Throughout its history, the leadership and congregation of St. James' has worked to live out its Christian mission through evangelization and direct social service work. Sypher describes how, from its first years, St. James' worked to help the poor. In 1811, Samuel F. Jarvis, the first rector of the church, helped start a "free day school 'for poor people'" (p. 57), and, over the years, the church continued to adapt "its concept of social mission" as the situation in the city changed (p. 185). For instance, as homelessness became a larger issue in New York City in the 1970s, St. James' started a nonprofit corporation that partnered with other local churches and synagogues to address the homeless crisis, eventually buying a building to serve as a residence for homeless people (p. 224). In the late 1970s and 1980s, the rector, Hays Rockwell, and the congregation began to support Bishop Desmond Tutu in South Africa in his struggle against apartheid and Bishop Gordon McMullan in Northern Ireland as the latter pursued efforts to heal the violence between [End Page 855] Protestants and Roman Catholics (pp. 228-29).The parish continues to support international causes of justice and peace in the present day.
Yet, in describing the parish's individual history, Sypher also merges the history of St. James' with the history of New York City—specifically with the Upper East Side. He links the changing neighborhood and city with corresponding change in the church's congregation, following the transformation of the church's neighborhood from a place where families came for the summer in 1810 to the bustling neighborhood of today, observing how the city's economics have affected the size of the church's congregation. He points out how decisions such as the one to replace the elevated trains on Second and Third Avenues with an underground subway increased property values and thereby changed the size and make-up of the church's congregation (p. 183).

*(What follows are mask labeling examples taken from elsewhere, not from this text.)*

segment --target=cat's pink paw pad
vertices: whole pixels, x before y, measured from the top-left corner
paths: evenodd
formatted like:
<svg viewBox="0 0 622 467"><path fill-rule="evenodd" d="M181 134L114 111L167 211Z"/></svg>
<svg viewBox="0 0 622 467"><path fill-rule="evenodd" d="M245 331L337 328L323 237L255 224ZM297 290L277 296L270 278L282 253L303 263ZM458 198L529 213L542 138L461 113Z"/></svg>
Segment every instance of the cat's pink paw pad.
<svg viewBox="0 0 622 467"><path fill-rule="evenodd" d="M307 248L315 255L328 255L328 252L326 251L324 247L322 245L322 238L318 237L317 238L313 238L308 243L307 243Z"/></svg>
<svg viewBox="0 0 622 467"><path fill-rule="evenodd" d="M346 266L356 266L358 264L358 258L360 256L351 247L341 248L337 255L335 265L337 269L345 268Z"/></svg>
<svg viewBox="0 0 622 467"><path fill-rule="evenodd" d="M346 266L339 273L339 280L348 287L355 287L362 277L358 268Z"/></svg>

Through the lens of St. James', Sypher also focuses on the changing history of the Episcopal Church. For instance, with the calling of the charismatic John Coburn to be rector in 1965, St. James' began to engage with contemporary questions facing the larger church: questions about the role of the laity in church services; the revision of the Prayer Book; and women's ordination, including the ordination of Carol Anderson in 1977, the first woman to be ordained in the Diocese of New York (p. 217).
Sypher concludes with a description of the last twenty years at St. James', including a portrait of Brenda Husson's current tenure as rector of the church. Husson, at the time of her installation in 1997, became the first woman rector of a "cardinal church" on the East Coast (p. 244).
The book provides not only a comprehensive and balanced portrait of the rapidly changing ethos of one parish but also reveals how the Episcopal Church has coped with the realities of urban and social change.